9min

Kan het steeds completer wordende portfolio van Pure Storage, gekoppeld aan de steeds lagere prijzen per gigabyte en de evergreen-insteek van het bedrijf, de waanzin uit de storagemarkt halen?

Pure probeert iets bijzonders te doen in de storagemarkt. Het probeert namelijk iets wat wordt gezien als een commodity als iets heel bijzonders te verkopen. Het heeft daarnaast vanaf de oprichting gekozen om zich alleen op flash te richten, niet op harddisks. Deze strategie heeft het bedrijf zeker geen windeieren gelegd. Het gaat zonder meer goed met Pure. Tijdens Pure//Accelerate, de jaarlijkse conferentie van het bedrijf, spraken de vertegenwoordigers dan ook met veel vertrouwen over de producten en diensten en over de toekomst van het bedrijf.

Toch is het altijd goed om met twee woorden te blijven spreken in de storagemarkt. Het is namelijk een gekke industrie. Dat zeggen wij niet, dat zegt Charlie Giancarlo, de CEO van Pure Storage. We spraken hem recent toen hij een bezoek bracht aan het kantoor van Pure in Nederland. Hoe kijkt hij tegen de markt aan en wat zijn de plannen van Pure voor de komende jaren?

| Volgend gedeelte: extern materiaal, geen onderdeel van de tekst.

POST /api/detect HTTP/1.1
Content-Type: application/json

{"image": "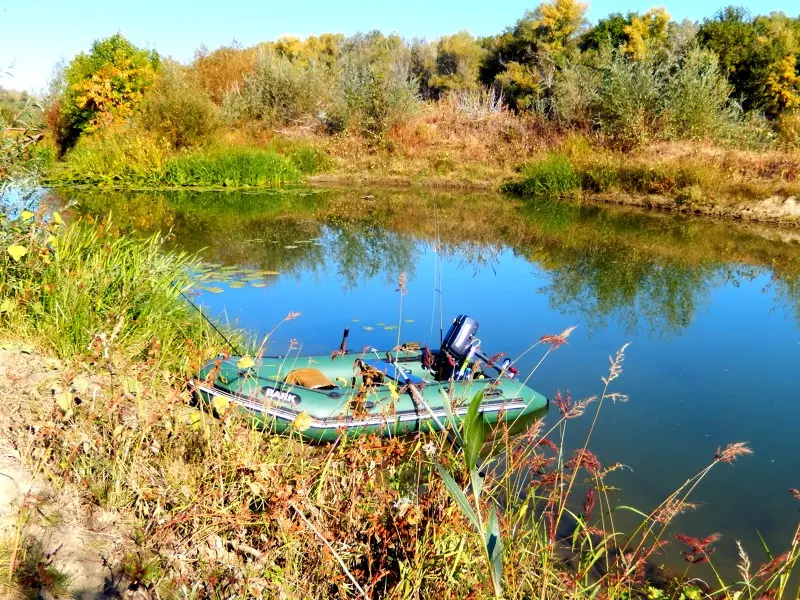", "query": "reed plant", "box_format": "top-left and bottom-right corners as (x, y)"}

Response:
top-left (162, 148), bottom-right (302, 187)
top-left (49, 141), bottom-right (306, 187)
top-left (0, 211), bottom-right (225, 372)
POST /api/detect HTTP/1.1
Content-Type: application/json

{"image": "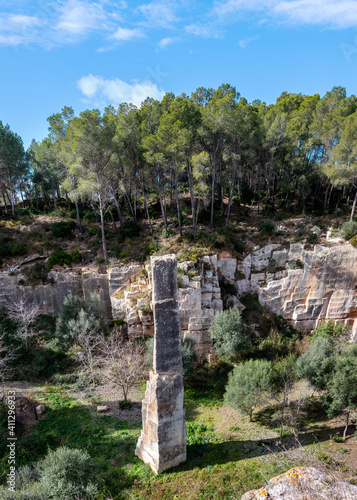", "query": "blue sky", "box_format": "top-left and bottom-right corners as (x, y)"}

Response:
top-left (0, 0), bottom-right (357, 147)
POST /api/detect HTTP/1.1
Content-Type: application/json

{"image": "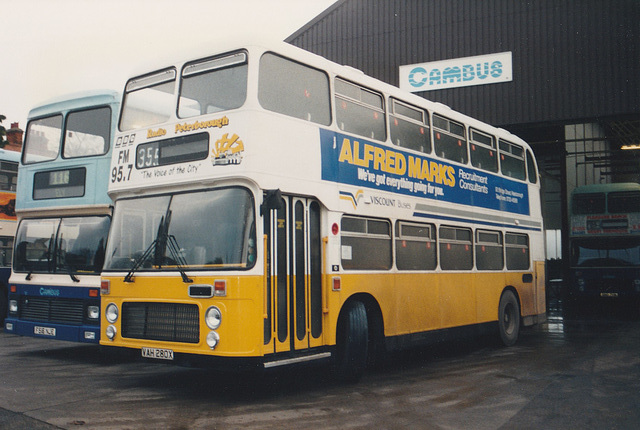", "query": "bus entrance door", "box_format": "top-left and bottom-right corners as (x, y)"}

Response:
top-left (264, 196), bottom-right (322, 353)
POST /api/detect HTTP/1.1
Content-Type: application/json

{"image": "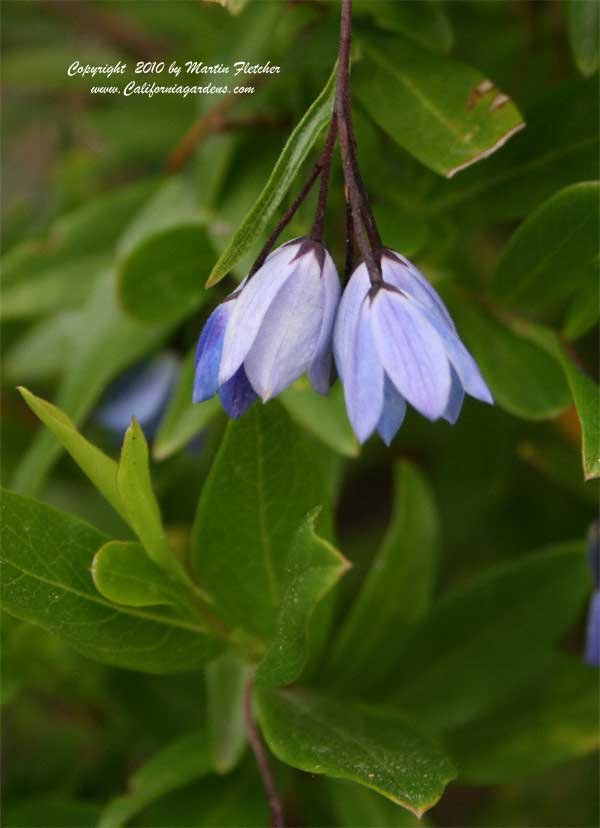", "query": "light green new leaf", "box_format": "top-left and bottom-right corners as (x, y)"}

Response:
top-left (192, 402), bottom-right (330, 640)
top-left (12, 273), bottom-right (172, 494)
top-left (387, 543), bottom-right (590, 730)
top-left (448, 655), bottom-right (600, 785)
top-left (205, 650), bottom-right (252, 774)
top-left (92, 541), bottom-right (178, 607)
top-left (98, 730), bottom-right (210, 828)
top-left (19, 387), bottom-right (127, 520)
top-left (279, 378), bottom-right (360, 457)
top-left (255, 507), bottom-right (350, 687)
top-left (353, 33), bottom-right (524, 178)
top-left (206, 67), bottom-right (337, 287)
top-left (118, 224), bottom-right (214, 323)
top-left (519, 322), bottom-right (600, 480)
top-left (329, 462), bottom-right (439, 692)
top-left (0, 491), bottom-right (222, 673)
top-left (257, 688), bottom-right (455, 816)
top-left (493, 181), bottom-right (600, 313)
top-left (451, 297), bottom-right (571, 420)
top-left (152, 348), bottom-right (221, 460)
top-left (566, 0), bottom-right (600, 76)
top-left (117, 417), bottom-right (173, 571)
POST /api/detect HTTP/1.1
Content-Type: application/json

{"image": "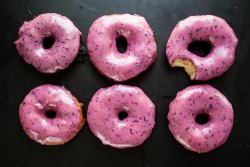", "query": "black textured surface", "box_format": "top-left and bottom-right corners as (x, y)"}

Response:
top-left (0, 0), bottom-right (250, 167)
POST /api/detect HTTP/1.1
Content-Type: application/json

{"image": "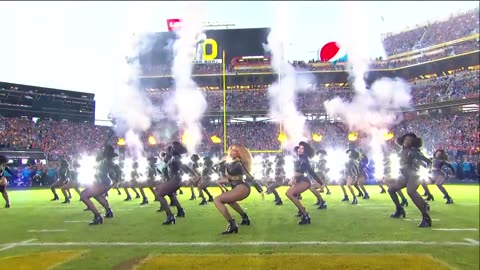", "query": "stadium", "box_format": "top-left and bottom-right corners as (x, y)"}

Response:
top-left (0, 2), bottom-right (480, 270)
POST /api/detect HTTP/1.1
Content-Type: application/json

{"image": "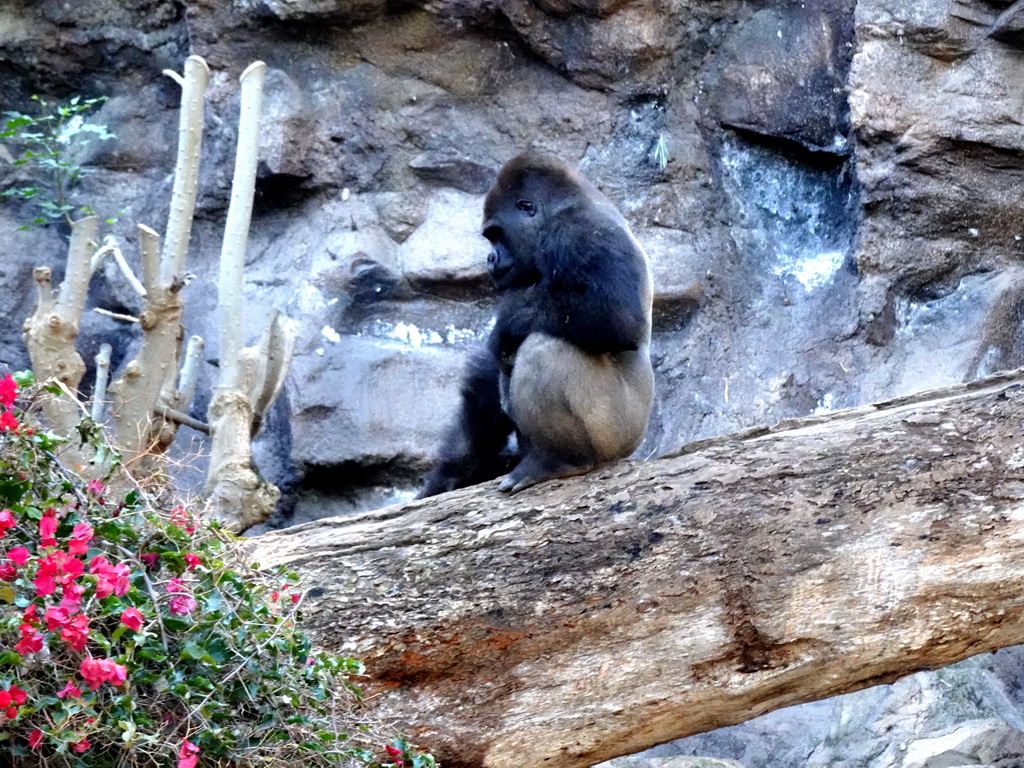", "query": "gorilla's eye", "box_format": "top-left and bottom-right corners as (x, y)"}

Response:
top-left (515, 200), bottom-right (537, 216)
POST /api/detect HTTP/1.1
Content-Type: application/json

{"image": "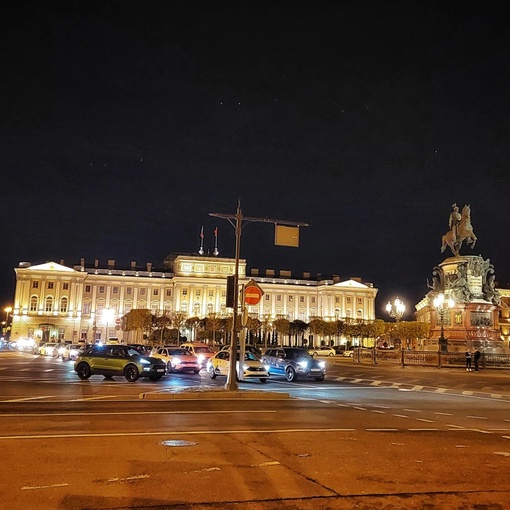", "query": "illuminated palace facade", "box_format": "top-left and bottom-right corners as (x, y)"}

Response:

Meer dekking met //E-portfolio

Laten we met de tweede vraag beginnen. Het antwoord daarop kun je ook in uitgebreide vorm vinden in het artikel dat we publiceerden naar aanleiding van ons bezoek aan Pure//Accelerate enkele maanden geleden. Pure wil binnen nu en 2025 harddisks overbodig maken. Giancarlo zegt het kort maar krachtig: “Over 2,5 jaar denken klanten alleen nog na over flash en tape.” Daarmee impliceert hij overigens niet dat Pure de enige overgebleven speler zal zijn, maar wel dat ook alle andere gevestigde namen overschakelen van harddisks naar flash (of tape uiteraard, maar dat is in de context van dit artikel niet zo relevant).

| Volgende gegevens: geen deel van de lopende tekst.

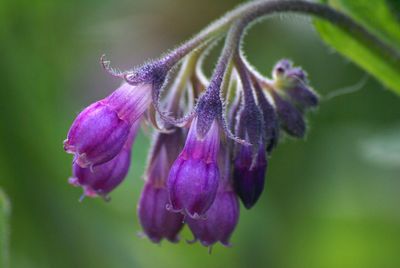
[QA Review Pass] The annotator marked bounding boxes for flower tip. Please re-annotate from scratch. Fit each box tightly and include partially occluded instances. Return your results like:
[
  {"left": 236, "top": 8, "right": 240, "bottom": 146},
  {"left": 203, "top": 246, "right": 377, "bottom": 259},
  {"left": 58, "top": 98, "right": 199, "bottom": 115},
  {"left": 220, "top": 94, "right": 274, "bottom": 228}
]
[{"left": 68, "top": 177, "right": 81, "bottom": 187}]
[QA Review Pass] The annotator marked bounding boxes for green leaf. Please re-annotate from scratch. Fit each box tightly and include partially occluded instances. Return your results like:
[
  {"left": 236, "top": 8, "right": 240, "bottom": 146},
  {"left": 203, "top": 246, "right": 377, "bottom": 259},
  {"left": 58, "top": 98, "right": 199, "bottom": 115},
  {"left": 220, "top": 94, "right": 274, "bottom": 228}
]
[
  {"left": 0, "top": 188, "right": 10, "bottom": 267},
  {"left": 314, "top": 0, "right": 400, "bottom": 94}
]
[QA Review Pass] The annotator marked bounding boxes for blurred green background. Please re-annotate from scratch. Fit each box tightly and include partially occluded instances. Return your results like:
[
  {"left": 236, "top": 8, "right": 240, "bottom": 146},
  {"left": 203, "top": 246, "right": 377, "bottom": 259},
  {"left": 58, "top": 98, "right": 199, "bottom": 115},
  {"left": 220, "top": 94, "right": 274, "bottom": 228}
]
[{"left": 0, "top": 0, "right": 400, "bottom": 268}]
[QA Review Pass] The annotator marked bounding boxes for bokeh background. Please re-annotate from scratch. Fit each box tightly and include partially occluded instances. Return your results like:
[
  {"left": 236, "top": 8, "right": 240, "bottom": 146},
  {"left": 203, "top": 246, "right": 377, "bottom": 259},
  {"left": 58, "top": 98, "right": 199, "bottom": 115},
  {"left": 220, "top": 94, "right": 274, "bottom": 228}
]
[{"left": 0, "top": 0, "right": 400, "bottom": 268}]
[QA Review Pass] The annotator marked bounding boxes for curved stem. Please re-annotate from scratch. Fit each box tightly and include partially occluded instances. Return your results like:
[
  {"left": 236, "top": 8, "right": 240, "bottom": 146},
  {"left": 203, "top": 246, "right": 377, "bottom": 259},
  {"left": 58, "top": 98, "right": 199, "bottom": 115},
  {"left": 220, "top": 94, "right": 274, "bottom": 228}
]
[{"left": 161, "top": 0, "right": 400, "bottom": 67}]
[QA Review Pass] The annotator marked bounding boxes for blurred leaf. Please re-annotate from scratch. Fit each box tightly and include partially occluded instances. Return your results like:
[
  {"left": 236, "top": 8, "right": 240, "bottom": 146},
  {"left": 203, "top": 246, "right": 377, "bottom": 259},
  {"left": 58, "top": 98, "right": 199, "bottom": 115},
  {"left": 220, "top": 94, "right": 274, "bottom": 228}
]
[
  {"left": 315, "top": 0, "right": 400, "bottom": 94},
  {"left": 0, "top": 188, "right": 10, "bottom": 267}
]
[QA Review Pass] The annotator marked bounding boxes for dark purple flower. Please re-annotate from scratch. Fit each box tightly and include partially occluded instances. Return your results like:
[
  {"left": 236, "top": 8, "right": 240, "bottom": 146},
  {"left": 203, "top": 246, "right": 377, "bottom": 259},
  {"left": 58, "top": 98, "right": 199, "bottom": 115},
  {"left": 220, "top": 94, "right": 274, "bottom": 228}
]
[
  {"left": 64, "top": 83, "right": 151, "bottom": 168},
  {"left": 167, "top": 117, "right": 220, "bottom": 218},
  {"left": 233, "top": 142, "right": 268, "bottom": 209},
  {"left": 69, "top": 122, "right": 139, "bottom": 198},
  {"left": 138, "top": 182, "right": 183, "bottom": 243},
  {"left": 187, "top": 182, "right": 239, "bottom": 247},
  {"left": 138, "top": 128, "right": 184, "bottom": 243}
]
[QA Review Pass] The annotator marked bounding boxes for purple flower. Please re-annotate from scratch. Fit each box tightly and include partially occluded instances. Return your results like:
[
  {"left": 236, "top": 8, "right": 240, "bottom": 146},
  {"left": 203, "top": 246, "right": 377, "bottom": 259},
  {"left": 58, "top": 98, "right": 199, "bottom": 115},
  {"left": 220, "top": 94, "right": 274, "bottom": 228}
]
[
  {"left": 64, "top": 83, "right": 151, "bottom": 168},
  {"left": 138, "top": 182, "right": 183, "bottom": 243},
  {"left": 138, "top": 128, "right": 184, "bottom": 243},
  {"left": 69, "top": 122, "right": 139, "bottom": 198},
  {"left": 187, "top": 182, "right": 239, "bottom": 246},
  {"left": 167, "top": 117, "right": 220, "bottom": 218},
  {"left": 233, "top": 142, "right": 268, "bottom": 209}
]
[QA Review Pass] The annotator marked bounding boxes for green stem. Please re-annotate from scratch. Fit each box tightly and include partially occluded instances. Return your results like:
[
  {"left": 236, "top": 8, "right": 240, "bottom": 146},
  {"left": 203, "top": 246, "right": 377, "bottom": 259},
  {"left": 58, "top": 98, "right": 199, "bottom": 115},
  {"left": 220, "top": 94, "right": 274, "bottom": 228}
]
[
  {"left": 0, "top": 188, "right": 10, "bottom": 267},
  {"left": 162, "top": 0, "right": 400, "bottom": 70}
]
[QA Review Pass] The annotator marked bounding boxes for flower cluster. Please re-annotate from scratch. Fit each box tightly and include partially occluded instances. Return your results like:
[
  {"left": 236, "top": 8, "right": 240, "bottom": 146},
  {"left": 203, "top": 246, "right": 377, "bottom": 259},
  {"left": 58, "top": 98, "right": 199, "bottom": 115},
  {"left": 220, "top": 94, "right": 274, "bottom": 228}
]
[{"left": 64, "top": 6, "right": 318, "bottom": 250}]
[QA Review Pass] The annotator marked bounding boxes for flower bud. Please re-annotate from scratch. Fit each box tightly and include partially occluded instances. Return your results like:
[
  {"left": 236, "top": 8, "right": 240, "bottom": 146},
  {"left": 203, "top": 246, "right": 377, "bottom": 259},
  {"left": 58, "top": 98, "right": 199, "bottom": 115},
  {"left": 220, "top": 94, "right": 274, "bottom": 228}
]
[
  {"left": 64, "top": 83, "right": 151, "bottom": 168},
  {"left": 254, "top": 83, "right": 279, "bottom": 153},
  {"left": 233, "top": 142, "right": 268, "bottom": 209},
  {"left": 138, "top": 181, "right": 183, "bottom": 243},
  {"left": 69, "top": 122, "right": 139, "bottom": 197},
  {"left": 187, "top": 182, "right": 239, "bottom": 247},
  {"left": 167, "top": 117, "right": 220, "bottom": 218},
  {"left": 138, "top": 128, "right": 184, "bottom": 243}
]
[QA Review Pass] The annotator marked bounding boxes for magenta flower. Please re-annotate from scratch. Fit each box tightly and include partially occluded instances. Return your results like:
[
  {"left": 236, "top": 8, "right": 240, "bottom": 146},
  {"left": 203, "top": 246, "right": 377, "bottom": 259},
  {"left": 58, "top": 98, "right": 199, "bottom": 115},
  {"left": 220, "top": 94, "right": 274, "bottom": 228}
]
[
  {"left": 167, "top": 117, "right": 220, "bottom": 218},
  {"left": 138, "top": 128, "right": 184, "bottom": 243},
  {"left": 187, "top": 182, "right": 239, "bottom": 247},
  {"left": 69, "top": 122, "right": 139, "bottom": 198},
  {"left": 64, "top": 83, "right": 151, "bottom": 168},
  {"left": 138, "top": 182, "right": 183, "bottom": 243}
]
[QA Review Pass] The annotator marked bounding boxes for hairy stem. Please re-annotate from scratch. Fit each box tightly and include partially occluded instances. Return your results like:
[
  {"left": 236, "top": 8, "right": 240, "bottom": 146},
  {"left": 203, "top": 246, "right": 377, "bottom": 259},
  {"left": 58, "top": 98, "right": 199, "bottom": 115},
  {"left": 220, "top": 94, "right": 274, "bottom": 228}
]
[{"left": 162, "top": 0, "right": 400, "bottom": 69}]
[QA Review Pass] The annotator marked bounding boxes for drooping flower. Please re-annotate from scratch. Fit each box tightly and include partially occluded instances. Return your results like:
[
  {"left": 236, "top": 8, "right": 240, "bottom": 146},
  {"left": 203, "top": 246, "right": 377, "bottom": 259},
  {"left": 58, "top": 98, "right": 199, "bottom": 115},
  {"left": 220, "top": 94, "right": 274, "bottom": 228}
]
[
  {"left": 64, "top": 83, "right": 151, "bottom": 168},
  {"left": 187, "top": 182, "right": 239, "bottom": 246},
  {"left": 138, "top": 128, "right": 184, "bottom": 243},
  {"left": 167, "top": 117, "right": 220, "bottom": 218},
  {"left": 187, "top": 144, "right": 239, "bottom": 247},
  {"left": 69, "top": 122, "right": 139, "bottom": 198}
]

Om dit te bereiken, moet er nog wel het nodige werk verzet worden overigens, ook door Pure. Om te beginnen moet het flash-oplossingen gaan bieden voor alle data waarvoor het zinvol is om het te doen, die dus niet op tape opgeslagen kan worden. De aankondiging van FlashBlade//E begin dit jaar en FlashArray//E tijdens Accelerate zijn hier een zeer belangrijke stap in, geeft hij aan. “Tot //E dekten we ongeveer 20 procent van alle primaire data met onze producten en diensten”, volgens Giancarlo. Dan kun je een goed verhaal hebben op het gebied van evergreen, duurzaamheid en gebruiksgemak, je kunt dan nooit de dekking bereiken die je wilt bereiken. Dat moet het //E-portfolio dus wel mogelijk gaan maken.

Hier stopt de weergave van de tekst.